NBC Universal also continues to have healthy growth led by theme parks, filmed entertainment, and the NBC broadcast network. Cable networks are also growing despite fears about skinny bundles, albeit growth rates have settled into the low to mid-single digits.
CMCSA shares reacted well the 4Q16 results, rising to another all-time high. Investors seem comfortable with the company’s outlook for steady growth. 2017 could grow a little slower than 2016 as the company faces higher programming costs and tough comparisons in filmed entertainment and political advertising.
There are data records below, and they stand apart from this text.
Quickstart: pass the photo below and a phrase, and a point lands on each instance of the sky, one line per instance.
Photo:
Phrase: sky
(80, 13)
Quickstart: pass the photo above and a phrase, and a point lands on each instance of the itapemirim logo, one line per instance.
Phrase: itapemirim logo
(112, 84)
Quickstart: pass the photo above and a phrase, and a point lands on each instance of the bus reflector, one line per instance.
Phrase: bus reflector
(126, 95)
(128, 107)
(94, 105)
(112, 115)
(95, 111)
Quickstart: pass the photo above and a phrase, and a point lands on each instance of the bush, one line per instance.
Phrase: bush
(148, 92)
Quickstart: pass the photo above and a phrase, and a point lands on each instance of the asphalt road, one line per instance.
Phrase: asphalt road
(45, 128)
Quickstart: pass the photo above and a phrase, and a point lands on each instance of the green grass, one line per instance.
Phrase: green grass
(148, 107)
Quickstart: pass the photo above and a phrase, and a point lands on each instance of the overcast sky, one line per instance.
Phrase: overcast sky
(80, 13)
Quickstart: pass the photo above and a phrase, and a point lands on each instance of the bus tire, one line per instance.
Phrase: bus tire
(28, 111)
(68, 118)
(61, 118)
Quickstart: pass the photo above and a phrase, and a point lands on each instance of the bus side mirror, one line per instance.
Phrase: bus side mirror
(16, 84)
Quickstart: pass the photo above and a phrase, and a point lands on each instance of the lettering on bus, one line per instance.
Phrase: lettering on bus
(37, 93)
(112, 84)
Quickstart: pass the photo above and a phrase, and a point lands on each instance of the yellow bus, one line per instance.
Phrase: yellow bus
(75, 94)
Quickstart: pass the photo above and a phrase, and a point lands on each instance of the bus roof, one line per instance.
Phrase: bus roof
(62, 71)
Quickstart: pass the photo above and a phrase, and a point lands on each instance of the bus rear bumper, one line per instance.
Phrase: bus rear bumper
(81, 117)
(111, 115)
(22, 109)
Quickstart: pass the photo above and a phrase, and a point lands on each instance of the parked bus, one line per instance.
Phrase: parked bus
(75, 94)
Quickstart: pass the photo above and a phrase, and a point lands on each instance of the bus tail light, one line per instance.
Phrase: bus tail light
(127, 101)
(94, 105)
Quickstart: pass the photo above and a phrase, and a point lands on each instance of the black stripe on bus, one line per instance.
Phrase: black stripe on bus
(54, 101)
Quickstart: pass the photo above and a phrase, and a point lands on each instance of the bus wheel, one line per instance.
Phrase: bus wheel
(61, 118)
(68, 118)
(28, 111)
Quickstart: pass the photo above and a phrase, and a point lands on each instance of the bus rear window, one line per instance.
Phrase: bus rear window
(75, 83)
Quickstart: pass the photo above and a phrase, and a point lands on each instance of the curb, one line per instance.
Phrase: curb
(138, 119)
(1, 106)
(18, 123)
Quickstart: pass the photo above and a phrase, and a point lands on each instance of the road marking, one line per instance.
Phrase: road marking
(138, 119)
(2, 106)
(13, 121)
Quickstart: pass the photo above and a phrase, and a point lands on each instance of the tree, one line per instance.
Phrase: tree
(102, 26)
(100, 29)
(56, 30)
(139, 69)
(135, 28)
CMCSA will also enter the wireless business in 2017 with a controlled rollout that is likely to slow profit growth by about 1%. Growth should pick up to high single digits again in 2018. 2017 will still see above average growth for a large cap U.S. company and Northlake expects CMCSA to again use its strong balance sheet and free cash flow to increase the dividend and fund large share buybacks.
CMCSA is a beneficiary of the Trump Administration primarily as the FCC now has a deregulatory bent. The reclassification of broadband as a Title II service will likely be overturned removing a major overhang from the possibility of government regulated broadband rates. Easier M&A oversight could also help CMCSA as it decides on its future path in the wireless industry, looks to maintain strength at its local broadcast TV stations, and possibly even expands its cable footprint slightly. Tax reform should also help CMCSA as the company is wholly domestic and an underleveraged full taxpayer.
CMCSA has emerged as blue chip company over the last few years, even improving its damaged reputation with heavy investments in customer service and innovation. The company’s X1 platform is best in class and provides excellent competitive positioning in the rapidly evolving and highly competitive cable TV and broadband industries.
Northlake still sees upside for CMCSA shares to the mid-$80s based upon continued steady growth and a sum of the parts valuation that implies the core cable business is still trading for less than 8x EBITDA. To us, this suggests that there is still too much concern over the changing delivery technologies and competition. By now, CMCSA has proven they can thrive despite the challenges.
CMCSK is widely held by clients of Northlake Capital Management, LLC, including in Steve Birenberg’s personal accounts. Steve is sole proprietor of Northlake, a registered investment advisor. Northlake’s regulatory filings can be found at www.sec.gov. CMCSK is a net long position in the Entermedia Funds. Steve is portfolio manager and managing partner of Entermedia, long/short equity hedge funds focused on media, entertainment, leisure, communications, and related technologies.